The Hechinger Report profiled a teacher who uses the Class Dojo behavior modification software to “get children excited about things like staying in line.”
Really? Yeah, I’m sure kids are “excited” to be manipulated into compliance. I call BS.
Also, I’m pretty sure that our global economic and social transformations are being driven by creative innovators, not compliant rule-followers…
“our global economic and social transformations are being driven by creative innovators, not compliant rule-followers…”
Agreed. I know that effective class management is necessary even in an atmosphere that promotes creativity, but using the technology to promote creating rather than compliance seems like a much more ‘future ready’ strategy
Worse yet; new teachers are being encouraged to use technology-mediated behavior modification tools. If we accept this technology, it will replace the time we spend developing personalized sets of behavior management tactics. I feel like classroom management is the result of a long process of trial and error on the part of the educator. Giving new teachers a technologically powered shortcut will benefit nobody.

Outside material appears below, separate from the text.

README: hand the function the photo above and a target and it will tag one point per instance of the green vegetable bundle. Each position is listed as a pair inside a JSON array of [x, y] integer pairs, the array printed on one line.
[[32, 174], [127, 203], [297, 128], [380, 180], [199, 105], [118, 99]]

I believe that John Taylor Gatto had a bit to say about this, e.g. The Six Lesson Schoolteacher. As usual, do not expect this sort of “lesson” at the schools the policy makers send their children to.
Funny you should mention Gatto. I just re-read Dumbing Us Down (which contains the 7-Lesson Schoolteacher) this past week. ‘Classroom management’ = behavior management = compliance… When will we begin working on learning environments that empower, not suppress?
Sadly I suspect it will be when “interest”, “excitement”, “motivation”, and “love of learning” are numbers on the administrators’ evaluation sheets… which is to say, never under the current climate of bad business practices being inappropriate applied to education.
As a teacher in an urban environment, I use ClassDojo on a daily basis for behavior modification. It truly is a double-edged sword: in order to ensure safety in an extremely chaotic environment this type of “manipulation into compliance” is necessary. However, I do hesitant while using it as it does work on extrinsically motivating students and suppressing behaviors rather than empower them.
Jenna, there are democratic and other schools that show us that manipulation into compliance is not necessary. I would encourage you to read Punished by Rewards by Alfie Kohn and to investigate schools where they invest in students’ internal metacognition, decision-making, and self-efficacy. I wonder if reliance on external rather than intrinsic motivation is helping cause rather than resolve your “extremely chaotic environment.” What if you helped kids own their learning spaces rather than merely being subject to them?